Chaque échantillon a été conçu pour réaliser au moins 10 000 entretiens avec des adultes américains âgés de 18 ans et plus dans les 50 États et le district de Columbia. La collecte des données a eu lieu en mars et avril 2019. Les dates exactes du terrain pour chaque échantillon et des détails méthodologiques supplémentaires sont fournis à l’annexe A. Le micro-dataset est disponible pour téléchargement sur le site web du Pew Research Center.

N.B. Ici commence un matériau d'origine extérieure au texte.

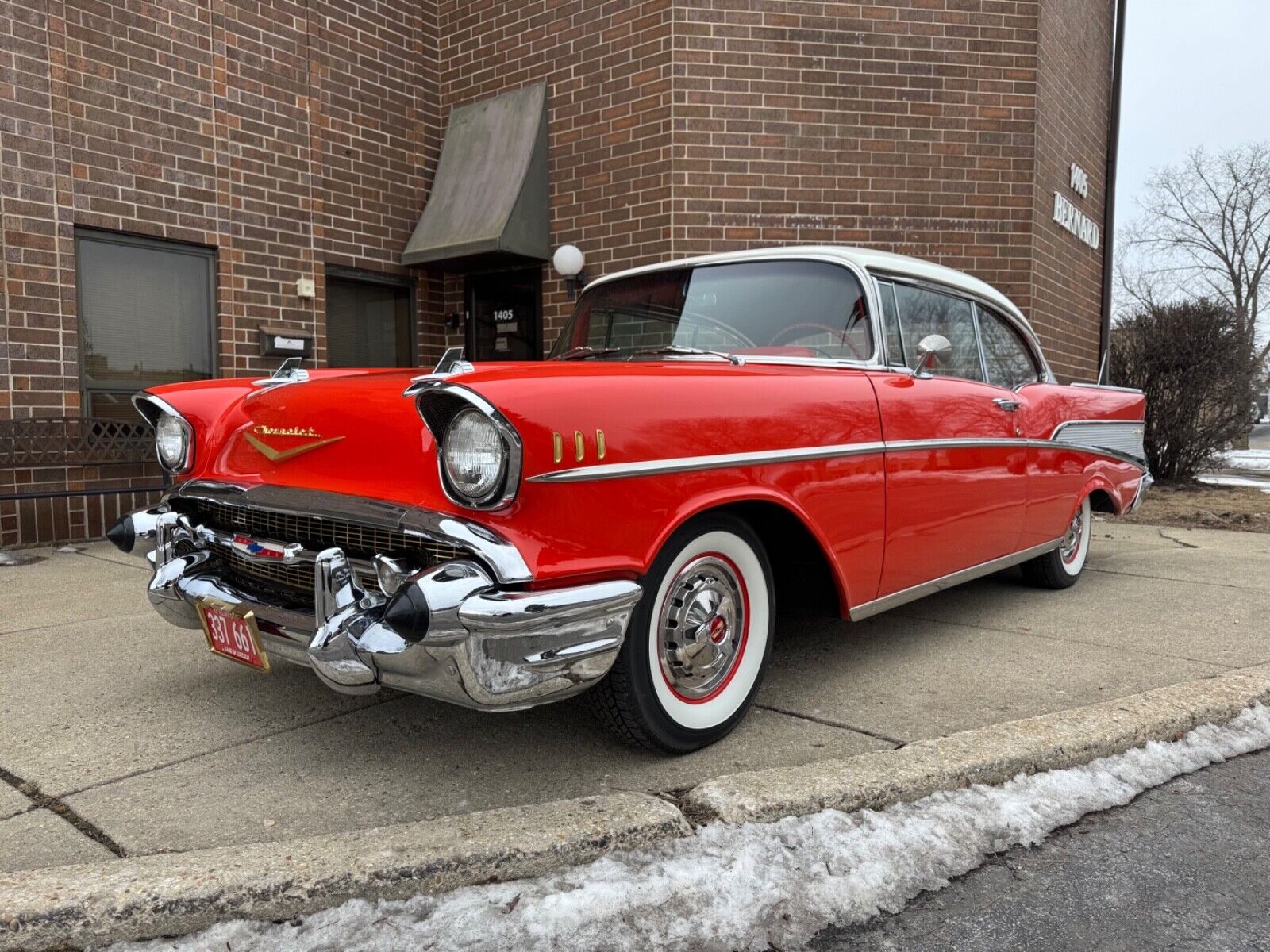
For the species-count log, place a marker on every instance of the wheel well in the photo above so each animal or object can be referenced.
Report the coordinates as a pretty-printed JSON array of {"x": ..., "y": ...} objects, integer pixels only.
[
  {"x": 1102, "y": 501},
  {"x": 802, "y": 573}
]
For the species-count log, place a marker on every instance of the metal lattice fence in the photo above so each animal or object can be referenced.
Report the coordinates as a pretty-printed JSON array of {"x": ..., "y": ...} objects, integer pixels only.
[{"x": 74, "y": 441}]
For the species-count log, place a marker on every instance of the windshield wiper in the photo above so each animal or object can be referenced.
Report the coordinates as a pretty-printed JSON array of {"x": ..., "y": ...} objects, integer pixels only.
[
  {"x": 582, "y": 353},
  {"x": 692, "y": 352}
]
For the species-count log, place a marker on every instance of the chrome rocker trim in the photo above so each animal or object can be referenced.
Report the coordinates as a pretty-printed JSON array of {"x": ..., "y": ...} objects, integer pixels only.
[
  {"x": 946, "y": 582},
  {"x": 484, "y": 647}
]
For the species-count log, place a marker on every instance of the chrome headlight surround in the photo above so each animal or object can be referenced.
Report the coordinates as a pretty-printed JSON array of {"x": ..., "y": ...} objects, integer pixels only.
[
  {"x": 440, "y": 405},
  {"x": 160, "y": 413}
]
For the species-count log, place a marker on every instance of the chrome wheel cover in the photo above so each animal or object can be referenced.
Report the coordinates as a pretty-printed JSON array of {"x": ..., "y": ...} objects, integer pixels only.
[
  {"x": 1071, "y": 545},
  {"x": 702, "y": 626}
]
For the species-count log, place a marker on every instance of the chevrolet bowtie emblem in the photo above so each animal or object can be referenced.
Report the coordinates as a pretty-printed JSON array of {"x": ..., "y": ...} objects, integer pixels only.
[{"x": 279, "y": 456}]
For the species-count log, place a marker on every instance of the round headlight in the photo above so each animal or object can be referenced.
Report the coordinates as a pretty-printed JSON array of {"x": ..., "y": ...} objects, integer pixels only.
[
  {"x": 171, "y": 442},
  {"x": 475, "y": 456}
]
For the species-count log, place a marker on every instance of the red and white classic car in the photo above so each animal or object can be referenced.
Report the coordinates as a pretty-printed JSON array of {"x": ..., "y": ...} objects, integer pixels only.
[{"x": 808, "y": 428}]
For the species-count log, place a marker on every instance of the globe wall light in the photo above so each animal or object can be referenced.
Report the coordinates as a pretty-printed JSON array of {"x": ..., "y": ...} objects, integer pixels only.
[{"x": 571, "y": 264}]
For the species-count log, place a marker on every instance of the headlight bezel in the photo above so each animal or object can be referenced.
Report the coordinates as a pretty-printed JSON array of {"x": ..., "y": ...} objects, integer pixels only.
[
  {"x": 440, "y": 404},
  {"x": 156, "y": 410}
]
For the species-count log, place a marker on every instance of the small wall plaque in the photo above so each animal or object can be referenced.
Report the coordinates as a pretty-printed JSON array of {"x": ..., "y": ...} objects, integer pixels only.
[{"x": 286, "y": 342}]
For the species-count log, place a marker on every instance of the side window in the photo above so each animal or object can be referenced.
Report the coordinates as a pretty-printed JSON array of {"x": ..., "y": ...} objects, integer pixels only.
[
  {"x": 1009, "y": 359},
  {"x": 922, "y": 313},
  {"x": 895, "y": 355}
]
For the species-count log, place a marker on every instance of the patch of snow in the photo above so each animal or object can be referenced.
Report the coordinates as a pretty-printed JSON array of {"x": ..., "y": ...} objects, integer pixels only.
[
  {"x": 1214, "y": 479},
  {"x": 1246, "y": 459},
  {"x": 749, "y": 886}
]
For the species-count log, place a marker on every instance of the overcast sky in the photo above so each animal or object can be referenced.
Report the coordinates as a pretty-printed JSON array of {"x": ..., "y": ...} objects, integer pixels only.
[{"x": 1195, "y": 73}]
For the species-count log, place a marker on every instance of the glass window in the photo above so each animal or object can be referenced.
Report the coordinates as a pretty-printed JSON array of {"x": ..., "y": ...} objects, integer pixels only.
[
  {"x": 778, "y": 309},
  {"x": 925, "y": 313},
  {"x": 895, "y": 355},
  {"x": 1010, "y": 362},
  {"x": 368, "y": 324},
  {"x": 145, "y": 315}
]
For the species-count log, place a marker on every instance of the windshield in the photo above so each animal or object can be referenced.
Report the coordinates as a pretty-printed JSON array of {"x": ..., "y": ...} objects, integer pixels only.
[{"x": 762, "y": 309}]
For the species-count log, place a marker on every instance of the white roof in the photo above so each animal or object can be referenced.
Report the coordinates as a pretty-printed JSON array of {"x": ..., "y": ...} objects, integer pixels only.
[{"x": 869, "y": 259}]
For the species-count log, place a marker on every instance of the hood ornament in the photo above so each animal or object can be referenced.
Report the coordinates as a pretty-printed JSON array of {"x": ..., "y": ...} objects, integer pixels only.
[
  {"x": 451, "y": 363},
  {"x": 290, "y": 372}
]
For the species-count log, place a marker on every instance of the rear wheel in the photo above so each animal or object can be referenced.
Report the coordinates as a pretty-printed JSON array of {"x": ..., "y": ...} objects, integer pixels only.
[
  {"x": 698, "y": 643},
  {"x": 1060, "y": 568}
]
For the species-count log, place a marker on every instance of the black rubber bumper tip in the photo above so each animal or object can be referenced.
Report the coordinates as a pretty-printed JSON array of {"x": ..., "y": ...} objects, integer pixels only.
[
  {"x": 408, "y": 613},
  {"x": 122, "y": 535}
]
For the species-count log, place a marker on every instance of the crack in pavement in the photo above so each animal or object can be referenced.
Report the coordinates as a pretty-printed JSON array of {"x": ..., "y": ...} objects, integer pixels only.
[
  {"x": 1183, "y": 582},
  {"x": 1184, "y": 545},
  {"x": 831, "y": 723},
  {"x": 42, "y": 801},
  {"x": 143, "y": 771},
  {"x": 1068, "y": 640}
]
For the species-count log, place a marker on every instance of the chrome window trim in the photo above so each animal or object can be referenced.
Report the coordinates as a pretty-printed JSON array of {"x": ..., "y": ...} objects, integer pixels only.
[
  {"x": 499, "y": 555},
  {"x": 503, "y": 495},
  {"x": 978, "y": 342},
  {"x": 764, "y": 457},
  {"x": 861, "y": 276},
  {"x": 165, "y": 408},
  {"x": 1026, "y": 329}
]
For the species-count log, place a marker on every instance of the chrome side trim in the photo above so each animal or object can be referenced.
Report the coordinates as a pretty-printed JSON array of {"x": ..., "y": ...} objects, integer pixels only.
[
  {"x": 689, "y": 463},
  {"x": 930, "y": 588},
  {"x": 1105, "y": 386},
  {"x": 1117, "y": 436},
  {"x": 499, "y": 555},
  {"x": 765, "y": 457}
]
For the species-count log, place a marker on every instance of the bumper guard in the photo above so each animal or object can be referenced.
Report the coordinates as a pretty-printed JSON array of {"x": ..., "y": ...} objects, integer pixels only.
[{"x": 483, "y": 647}]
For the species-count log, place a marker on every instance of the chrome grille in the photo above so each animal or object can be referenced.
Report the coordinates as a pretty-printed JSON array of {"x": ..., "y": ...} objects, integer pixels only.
[{"x": 314, "y": 532}]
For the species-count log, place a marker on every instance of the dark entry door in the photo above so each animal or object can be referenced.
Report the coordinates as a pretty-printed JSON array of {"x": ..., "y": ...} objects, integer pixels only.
[{"x": 505, "y": 315}]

Limitations et mises en garde

La généralisabilité est un défi dans les études examinant la qualité des enquêtes en ligne à participation volontaire, car ces enquêtes ne sont pas monolithiques. Les fournisseurs d’échantillons et les enquêteurs publics varient considérablement tant dans leurs procédures de contrôle de la qualité que dans la mesure dans laquelle ces procédures sont communiquées au public. Alors que certaines organisations rendent publiques les mesures qu’elles prennent pour identifier et éliminer les faux répondants, la pratique est loin d’être universelle, et un examen des déclarations de méthodes des sondages opt-in utilisés pour suivre l’approbation présidentielle, par exemple, n’a révélé aucune mention de contrôles de qualité des données. Il est donc difficile, même pour les consommateurs avertis, de déterminer quel type de contrôle a été effectué pour un sondage donné.

De manière générale, cette étude porte sur des sondages en ligne dans lesquels l’enquêteur n’effectue que peu ou pas de vérification de la qualité des données. Dans la mesure où les enquêteurs publics utilisent couramment des contrôles de qualité des données sophistiqués – au-delà des questions d’excès de vitesse et de piège abordées dans ce rapport – les résultats de cette étude peuvent être trop pessimistes.

Bien qu’il ne soit pas raisonnable d’attendre de ces enquêteurs qu’ils détaillent exactement comment ils tentent de détecter les cas fictifs (car cela pourrait renseigner les mauvais acteurs), une discussion sur les procédures en place serait utile pour sonder les consommateurs qui tentent de déterminer si cette question est abordée. Un scénario plausible est qu’au moins certains enquêteurs comptent sur les panels/marchés qui vendent les interviews pour être responsables de la qualité et de la sécurité des données. Les données de cette étude ont été recueillies en partant de ce principe, et les résultats montrent que le recours aux panels opt-in peut conduire à des parts non négligeables de cas fictifs.